After hearing several doctors tell me that everything was normal, I thought I was losing my mind. I started to question myself.

Were these symptoms seriously caused by stress and anxiety? No. I knew my body, and I knew that something was wrong.

As a last ditch effort, I made an appointment with an infectious disease doctor because I live on the East End of Long Island, where ticks are abundant. I thought my symptoms could be due to Lyme disease.

This doctor ran bloodwork, including a thyroid panel. As a dietitian, I like to review my own results as soon as they’re available. When I saw that my T3 was low, I called an endocrinologist with whom I work closely and made an appointment.

She was the one who finally diagnosed me with Hashimoto’s disease after a sonogram of my thyroid and bloodwork that showed low levels of T3, a thyroid hormone, and elevated thyroid peroxidase (TPO) antibodies.

Getting a diagnosis took me about 7 months, which is very common for people with Hashimoto’s disease.

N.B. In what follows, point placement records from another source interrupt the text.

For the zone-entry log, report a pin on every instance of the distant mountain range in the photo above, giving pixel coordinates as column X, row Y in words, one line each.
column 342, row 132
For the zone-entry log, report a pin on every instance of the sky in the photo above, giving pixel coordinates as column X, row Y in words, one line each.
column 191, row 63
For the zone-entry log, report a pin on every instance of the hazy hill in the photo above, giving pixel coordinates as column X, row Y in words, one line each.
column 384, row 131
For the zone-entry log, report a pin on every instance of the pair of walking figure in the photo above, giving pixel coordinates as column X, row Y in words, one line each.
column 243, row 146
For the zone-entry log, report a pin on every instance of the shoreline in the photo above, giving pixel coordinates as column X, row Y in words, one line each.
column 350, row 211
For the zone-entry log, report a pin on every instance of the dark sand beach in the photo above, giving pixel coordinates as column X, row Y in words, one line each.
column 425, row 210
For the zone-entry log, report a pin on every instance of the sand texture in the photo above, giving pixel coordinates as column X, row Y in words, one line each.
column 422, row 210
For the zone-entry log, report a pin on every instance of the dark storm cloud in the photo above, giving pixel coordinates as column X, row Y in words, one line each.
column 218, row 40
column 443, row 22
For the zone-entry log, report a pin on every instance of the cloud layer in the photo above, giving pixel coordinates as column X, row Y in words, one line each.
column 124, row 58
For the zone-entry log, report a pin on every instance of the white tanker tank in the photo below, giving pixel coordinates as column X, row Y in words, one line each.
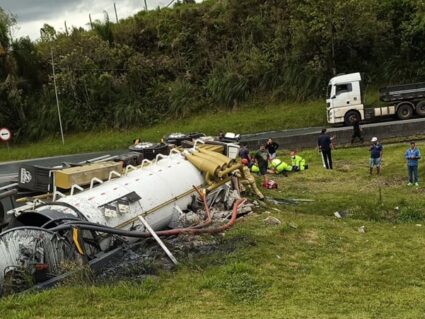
column 39, row 240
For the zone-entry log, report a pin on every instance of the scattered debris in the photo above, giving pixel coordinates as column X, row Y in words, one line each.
column 293, row 225
column 341, row 214
column 272, row 221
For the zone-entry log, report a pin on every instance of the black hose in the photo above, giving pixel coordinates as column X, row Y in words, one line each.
column 99, row 228
column 58, row 219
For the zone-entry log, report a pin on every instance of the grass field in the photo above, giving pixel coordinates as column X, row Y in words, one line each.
column 313, row 265
column 247, row 119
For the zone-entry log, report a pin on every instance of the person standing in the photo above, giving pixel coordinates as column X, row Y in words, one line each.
column 325, row 145
column 271, row 148
column 357, row 131
column 244, row 153
column 413, row 155
column 376, row 151
column 261, row 158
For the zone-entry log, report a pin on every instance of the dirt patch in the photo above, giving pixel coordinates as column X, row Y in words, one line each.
column 138, row 261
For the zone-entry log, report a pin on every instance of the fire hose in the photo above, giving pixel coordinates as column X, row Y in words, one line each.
column 172, row 232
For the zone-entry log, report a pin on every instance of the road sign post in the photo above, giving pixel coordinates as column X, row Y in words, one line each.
column 5, row 136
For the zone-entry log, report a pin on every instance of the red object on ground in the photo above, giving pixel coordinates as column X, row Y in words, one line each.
column 270, row 184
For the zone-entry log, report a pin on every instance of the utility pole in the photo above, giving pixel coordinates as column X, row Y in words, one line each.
column 116, row 14
column 91, row 22
column 66, row 28
column 56, row 93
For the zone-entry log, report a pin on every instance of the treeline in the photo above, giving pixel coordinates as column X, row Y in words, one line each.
column 170, row 63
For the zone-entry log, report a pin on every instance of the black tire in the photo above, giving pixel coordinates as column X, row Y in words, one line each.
column 420, row 108
column 351, row 117
column 404, row 111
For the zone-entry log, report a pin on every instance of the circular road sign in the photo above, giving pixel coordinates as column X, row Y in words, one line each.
column 5, row 134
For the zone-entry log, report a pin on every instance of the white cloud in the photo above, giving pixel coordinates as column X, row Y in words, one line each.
column 33, row 14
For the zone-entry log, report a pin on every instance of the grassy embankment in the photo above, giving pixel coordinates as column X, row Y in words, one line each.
column 248, row 119
column 313, row 265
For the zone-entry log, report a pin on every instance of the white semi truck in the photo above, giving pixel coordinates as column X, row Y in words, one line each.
column 345, row 100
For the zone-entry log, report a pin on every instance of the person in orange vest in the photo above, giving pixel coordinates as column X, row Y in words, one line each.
column 298, row 163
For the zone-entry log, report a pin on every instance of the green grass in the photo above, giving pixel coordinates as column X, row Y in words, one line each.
column 313, row 265
column 247, row 119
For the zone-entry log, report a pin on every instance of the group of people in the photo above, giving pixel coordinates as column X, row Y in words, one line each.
column 412, row 154
column 265, row 160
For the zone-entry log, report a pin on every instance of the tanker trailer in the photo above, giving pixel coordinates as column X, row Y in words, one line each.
column 77, row 227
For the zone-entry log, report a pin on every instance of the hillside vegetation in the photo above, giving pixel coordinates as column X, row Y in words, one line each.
column 216, row 55
column 313, row 265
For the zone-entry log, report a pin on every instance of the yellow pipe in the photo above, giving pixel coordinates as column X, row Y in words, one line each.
column 222, row 164
column 218, row 184
column 229, row 170
column 219, row 156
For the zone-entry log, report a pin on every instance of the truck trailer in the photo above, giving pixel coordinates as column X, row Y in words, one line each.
column 346, row 104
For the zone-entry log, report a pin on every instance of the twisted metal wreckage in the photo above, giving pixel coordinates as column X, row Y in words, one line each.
column 133, row 203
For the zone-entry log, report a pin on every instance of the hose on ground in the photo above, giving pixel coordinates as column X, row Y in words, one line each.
column 172, row 232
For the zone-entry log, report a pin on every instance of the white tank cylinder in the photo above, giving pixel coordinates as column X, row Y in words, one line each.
column 159, row 187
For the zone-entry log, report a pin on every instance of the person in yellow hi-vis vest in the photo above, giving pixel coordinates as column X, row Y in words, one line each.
column 280, row 167
column 255, row 169
column 298, row 163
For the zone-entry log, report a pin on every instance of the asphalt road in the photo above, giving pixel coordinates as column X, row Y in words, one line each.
column 9, row 170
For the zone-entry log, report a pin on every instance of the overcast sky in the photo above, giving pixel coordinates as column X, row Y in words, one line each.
column 32, row 14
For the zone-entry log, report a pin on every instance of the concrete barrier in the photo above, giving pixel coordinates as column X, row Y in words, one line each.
column 307, row 138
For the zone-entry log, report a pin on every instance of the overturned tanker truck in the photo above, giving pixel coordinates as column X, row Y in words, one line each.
column 41, row 236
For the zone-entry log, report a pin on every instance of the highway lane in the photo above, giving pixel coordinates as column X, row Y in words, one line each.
column 9, row 170
column 293, row 138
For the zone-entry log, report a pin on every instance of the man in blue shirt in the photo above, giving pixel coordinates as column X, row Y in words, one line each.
column 376, row 150
column 413, row 156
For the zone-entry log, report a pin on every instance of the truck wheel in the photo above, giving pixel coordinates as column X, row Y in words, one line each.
column 420, row 108
column 351, row 117
column 404, row 112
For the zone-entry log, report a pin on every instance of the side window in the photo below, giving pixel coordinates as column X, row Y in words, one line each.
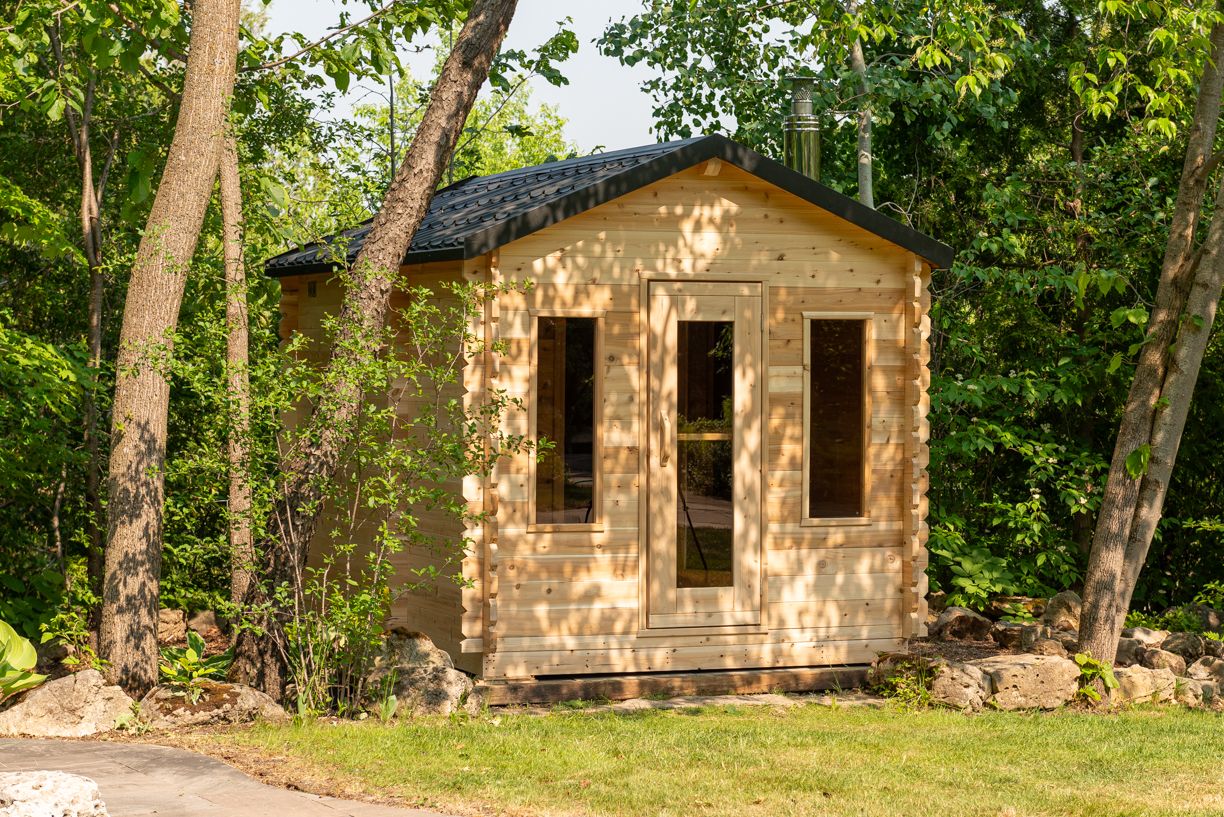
column 567, row 420
column 836, row 418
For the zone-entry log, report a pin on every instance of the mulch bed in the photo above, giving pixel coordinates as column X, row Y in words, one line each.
column 957, row 651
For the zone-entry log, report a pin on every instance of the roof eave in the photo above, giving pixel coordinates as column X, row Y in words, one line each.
column 716, row 146
column 322, row 267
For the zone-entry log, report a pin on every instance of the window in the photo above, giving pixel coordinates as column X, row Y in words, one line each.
column 566, row 413
column 836, row 418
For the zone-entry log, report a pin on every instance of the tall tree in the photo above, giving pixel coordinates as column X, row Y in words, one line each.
column 238, row 359
column 127, row 635
column 1164, row 379
column 364, row 314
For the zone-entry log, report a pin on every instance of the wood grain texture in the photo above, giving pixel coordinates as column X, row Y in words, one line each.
column 574, row 602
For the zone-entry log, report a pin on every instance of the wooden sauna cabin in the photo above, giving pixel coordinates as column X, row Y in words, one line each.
column 731, row 363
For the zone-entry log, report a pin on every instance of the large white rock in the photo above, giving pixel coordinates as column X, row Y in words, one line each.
column 1063, row 611
column 218, row 703
column 1157, row 659
column 1029, row 681
column 960, row 686
column 1145, row 685
column 1207, row 669
column 171, row 626
column 420, row 676
column 1146, row 636
column 49, row 794
column 74, row 706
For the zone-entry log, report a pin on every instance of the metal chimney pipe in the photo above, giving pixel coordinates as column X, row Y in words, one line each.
column 801, row 131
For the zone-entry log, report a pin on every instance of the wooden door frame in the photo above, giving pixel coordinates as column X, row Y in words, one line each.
column 753, row 619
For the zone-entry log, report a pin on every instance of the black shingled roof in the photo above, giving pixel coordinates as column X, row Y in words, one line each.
column 481, row 213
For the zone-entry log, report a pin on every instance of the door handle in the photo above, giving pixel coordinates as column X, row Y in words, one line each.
column 665, row 440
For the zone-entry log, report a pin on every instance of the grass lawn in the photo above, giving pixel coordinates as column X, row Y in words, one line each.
column 758, row 761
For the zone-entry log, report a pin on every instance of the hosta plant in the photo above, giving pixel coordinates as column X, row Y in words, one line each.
column 17, row 660
column 186, row 666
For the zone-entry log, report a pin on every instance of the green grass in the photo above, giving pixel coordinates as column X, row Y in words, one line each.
column 758, row 761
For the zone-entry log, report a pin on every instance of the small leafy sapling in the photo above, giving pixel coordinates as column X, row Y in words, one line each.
column 17, row 660
column 1094, row 674
column 184, row 668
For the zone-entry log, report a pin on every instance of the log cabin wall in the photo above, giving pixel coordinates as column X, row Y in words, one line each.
column 572, row 602
column 436, row 608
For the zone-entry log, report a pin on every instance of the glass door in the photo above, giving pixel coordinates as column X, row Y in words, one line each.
column 704, row 494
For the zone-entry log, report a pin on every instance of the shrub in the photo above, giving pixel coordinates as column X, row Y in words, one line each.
column 184, row 668
column 17, row 662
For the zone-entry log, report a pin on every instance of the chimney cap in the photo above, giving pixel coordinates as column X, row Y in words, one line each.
column 802, row 88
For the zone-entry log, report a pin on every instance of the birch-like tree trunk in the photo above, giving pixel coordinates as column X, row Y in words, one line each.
column 1159, row 392
column 136, row 480
column 362, row 319
column 238, row 375
column 864, row 153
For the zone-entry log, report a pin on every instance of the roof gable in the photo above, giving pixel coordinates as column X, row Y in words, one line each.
column 479, row 214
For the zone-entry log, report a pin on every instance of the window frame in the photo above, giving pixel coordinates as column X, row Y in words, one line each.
column 868, row 321
column 596, row 523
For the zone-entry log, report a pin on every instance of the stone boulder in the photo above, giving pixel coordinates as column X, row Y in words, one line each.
column 168, row 707
column 1143, row 685
column 1063, row 611
column 1009, row 605
column 1162, row 659
column 74, row 706
column 1190, row 693
column 1069, row 638
column 171, row 626
column 1029, row 681
column 49, row 794
column 1048, row 647
column 1007, row 636
column 1130, row 652
column 961, row 624
column 1207, row 669
column 1187, row 644
column 960, row 686
column 1146, row 636
column 1209, row 619
column 420, row 676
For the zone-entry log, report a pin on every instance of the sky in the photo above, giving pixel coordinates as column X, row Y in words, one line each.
column 602, row 103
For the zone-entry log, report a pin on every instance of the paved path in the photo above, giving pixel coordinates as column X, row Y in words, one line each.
column 138, row 780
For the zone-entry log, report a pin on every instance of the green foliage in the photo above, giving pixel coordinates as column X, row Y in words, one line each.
column 17, row 662
column 184, row 668
column 1211, row 595
column 70, row 622
column 974, row 573
column 907, row 682
column 1093, row 674
column 414, row 440
column 1055, row 188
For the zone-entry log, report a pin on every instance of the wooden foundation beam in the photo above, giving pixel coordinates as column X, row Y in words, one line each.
column 622, row 687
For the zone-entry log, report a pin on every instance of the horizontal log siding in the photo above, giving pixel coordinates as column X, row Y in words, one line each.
column 569, row 602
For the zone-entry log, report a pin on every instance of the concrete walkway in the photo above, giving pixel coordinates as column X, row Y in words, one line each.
column 137, row 780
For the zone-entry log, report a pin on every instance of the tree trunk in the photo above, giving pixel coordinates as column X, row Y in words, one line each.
column 1123, row 522
column 364, row 314
column 89, row 213
column 138, row 426
column 858, row 65
column 238, row 375
column 1185, row 360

I was so relieved to get a diagnosis after months of being told that my symptoms were basically all in my head. But I was also worried about my health and resentful about the diagnosis.

Aside from having Raynaud’s syndrome, which reduces blood flow to the fingers and toes, and exercise-induced asthma as a kid, I was a healthy person with limitless energy. I took very good care of my health, exercised, didn’t smoke, and grew my own food.

However, I knew far too well that autoimmune conditions, as well as serious medical conditions in general, can affect anyone — even people who are physically healthy.

My endocrinologist thinks that, in my case, a viral infection triggered my Hashimoto’s disease. She started me on Armour Thyroid, a natural thyroid hormone replacement medication.

Side note

Although researchers are still unsure about the exact cause of Hashimoto’s, multiple factors, including genetic vulnerability and environmental triggers, are thought to be involved.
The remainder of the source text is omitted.